Alors, j'y vais, je me lance.
Ma petite bricole à moi, à partir d'un "kit" (en gros, un tas de planches et un plan...)
Cela va vous paraitre facile, mais, en vrai, ayez à l'esprit que cela s'étale sur six mois de boulot délicat et stressant.
(Pardon pour les photos qui ne sont pas terribles, sauf les dernières).
(Pardon encore, parce que ça risque d'être un peu long, mon histoire).
Je commence par la construction du squelette (base, traverses, contre-éclisses, sommier). J'ai construit un établi spécial pour l'occasion.
J'ai terminé le squelette. Je présente le clavier pour voir. Je le finirai plus tard (ajustage, équilibrage avec des petits poids en plomb, finition, polissage à la pâte à polir).
J'ai collé les éclisses (la caisse de résonance). Elles ne font que 4 mm d'épaisseur ! J'ai collé les moulures (que j'ai maintenues avec des dizaines de pinces à linges !) La découpe des éclisses a été très difficile (angles multiples).

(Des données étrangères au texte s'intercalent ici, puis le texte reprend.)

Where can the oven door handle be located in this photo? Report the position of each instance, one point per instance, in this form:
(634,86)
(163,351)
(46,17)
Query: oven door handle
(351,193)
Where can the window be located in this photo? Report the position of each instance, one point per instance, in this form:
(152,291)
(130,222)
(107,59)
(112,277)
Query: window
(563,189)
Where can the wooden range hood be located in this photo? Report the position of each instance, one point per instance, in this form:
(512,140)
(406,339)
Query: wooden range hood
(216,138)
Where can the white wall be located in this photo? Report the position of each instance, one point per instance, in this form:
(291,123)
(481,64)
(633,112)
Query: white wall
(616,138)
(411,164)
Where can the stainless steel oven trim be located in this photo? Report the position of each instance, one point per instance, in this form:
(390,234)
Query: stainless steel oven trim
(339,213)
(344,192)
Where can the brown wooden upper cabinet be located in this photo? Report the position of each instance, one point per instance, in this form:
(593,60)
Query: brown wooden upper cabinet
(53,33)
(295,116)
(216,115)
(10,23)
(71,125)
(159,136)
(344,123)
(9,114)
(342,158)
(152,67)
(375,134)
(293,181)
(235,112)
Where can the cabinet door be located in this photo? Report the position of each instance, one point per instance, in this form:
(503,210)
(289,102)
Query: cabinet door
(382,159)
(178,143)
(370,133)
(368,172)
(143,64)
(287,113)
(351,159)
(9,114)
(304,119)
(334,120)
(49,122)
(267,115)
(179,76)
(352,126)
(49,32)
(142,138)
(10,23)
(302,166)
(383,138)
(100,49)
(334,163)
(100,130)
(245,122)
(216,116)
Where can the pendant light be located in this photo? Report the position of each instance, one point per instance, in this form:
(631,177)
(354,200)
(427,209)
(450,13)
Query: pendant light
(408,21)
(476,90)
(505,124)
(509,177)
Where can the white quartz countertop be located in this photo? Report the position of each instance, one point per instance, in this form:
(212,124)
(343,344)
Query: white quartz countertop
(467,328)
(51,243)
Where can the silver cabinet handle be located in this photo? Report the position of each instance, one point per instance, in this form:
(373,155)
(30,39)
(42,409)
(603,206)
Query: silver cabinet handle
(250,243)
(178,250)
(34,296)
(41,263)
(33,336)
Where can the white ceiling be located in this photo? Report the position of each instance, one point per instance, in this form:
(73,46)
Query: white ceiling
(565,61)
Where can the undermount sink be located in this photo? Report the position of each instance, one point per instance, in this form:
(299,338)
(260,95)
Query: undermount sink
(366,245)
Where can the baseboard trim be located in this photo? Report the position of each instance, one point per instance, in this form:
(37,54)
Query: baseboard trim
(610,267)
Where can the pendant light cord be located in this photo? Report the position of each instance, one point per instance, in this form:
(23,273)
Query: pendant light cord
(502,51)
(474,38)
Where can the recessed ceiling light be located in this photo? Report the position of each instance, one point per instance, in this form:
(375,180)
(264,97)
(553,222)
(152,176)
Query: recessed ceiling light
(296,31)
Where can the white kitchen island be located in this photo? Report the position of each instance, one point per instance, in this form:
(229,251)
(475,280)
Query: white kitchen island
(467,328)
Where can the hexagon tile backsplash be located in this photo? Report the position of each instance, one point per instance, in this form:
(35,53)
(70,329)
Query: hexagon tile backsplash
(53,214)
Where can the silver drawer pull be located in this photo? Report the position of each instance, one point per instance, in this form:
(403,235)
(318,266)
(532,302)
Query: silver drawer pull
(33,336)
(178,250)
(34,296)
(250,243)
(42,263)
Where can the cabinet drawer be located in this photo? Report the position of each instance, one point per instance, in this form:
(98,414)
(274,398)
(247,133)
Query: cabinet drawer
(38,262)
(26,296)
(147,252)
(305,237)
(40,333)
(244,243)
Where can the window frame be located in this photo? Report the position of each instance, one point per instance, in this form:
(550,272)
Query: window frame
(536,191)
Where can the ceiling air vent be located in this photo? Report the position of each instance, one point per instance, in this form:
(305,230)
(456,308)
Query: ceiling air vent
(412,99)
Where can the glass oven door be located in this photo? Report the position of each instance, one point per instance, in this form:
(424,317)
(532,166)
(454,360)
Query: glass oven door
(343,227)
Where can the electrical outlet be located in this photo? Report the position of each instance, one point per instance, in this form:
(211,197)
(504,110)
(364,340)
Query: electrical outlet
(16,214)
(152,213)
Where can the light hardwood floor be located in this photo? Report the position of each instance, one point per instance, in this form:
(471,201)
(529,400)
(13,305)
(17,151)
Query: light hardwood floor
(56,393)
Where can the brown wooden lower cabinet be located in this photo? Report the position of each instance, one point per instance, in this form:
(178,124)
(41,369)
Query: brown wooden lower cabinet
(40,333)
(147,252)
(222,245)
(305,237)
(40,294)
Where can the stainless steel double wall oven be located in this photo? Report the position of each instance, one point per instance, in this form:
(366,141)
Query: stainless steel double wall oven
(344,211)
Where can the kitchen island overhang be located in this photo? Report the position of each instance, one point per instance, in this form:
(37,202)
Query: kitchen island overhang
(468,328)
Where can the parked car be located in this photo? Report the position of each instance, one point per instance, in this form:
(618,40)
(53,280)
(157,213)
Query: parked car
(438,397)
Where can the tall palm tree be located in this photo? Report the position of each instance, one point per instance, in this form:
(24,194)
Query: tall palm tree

Barrage de la table d'harmonie (exactement comme pour une guitare).
La table d'harmonie est barrée. Elle ne fait que 3 mm d'épaisseur. Elle est très fragile. Les trous sont pour le passage des sautereaux (petites pièces qui sautent, actionnées par les touches du clavier, et qui griffent les cordes).
La caisse est terminée, je la finirai plus tard (ponçage, polissage, etc.)
(à gauche, le piètement fini).
Et voilà ! à partir de maintenant, je n'ai plus droit à la moindre erreur, si minime soit-elle, alors que tout ce que je vais devoir faire est hyper dangereux et hyper risqué. D'où, quand même, un sacré stress, vu le travail déjà fourni.
Je colle la table d'harmonie grâce à une forêt de serre-joints (je me suis ruiné en serre-joints !) C'est l'opération la plus délicate : si elle est ratée, l'instrument ne sonnera pas et sera bon à jeter. J'ai protégé la caisse par un habillage en carton. (Je n'ose imaginer la pression totale de tous les serre-joints...)
La table est collée (ouf !) Quand on tape dessus, elle vibre comme un tambour (très bon signe).
Je perce la table pour les pointes d'accroche et les chevilles. Est-il utile de dire que tout cela doit se faire avec précision (extrême) ?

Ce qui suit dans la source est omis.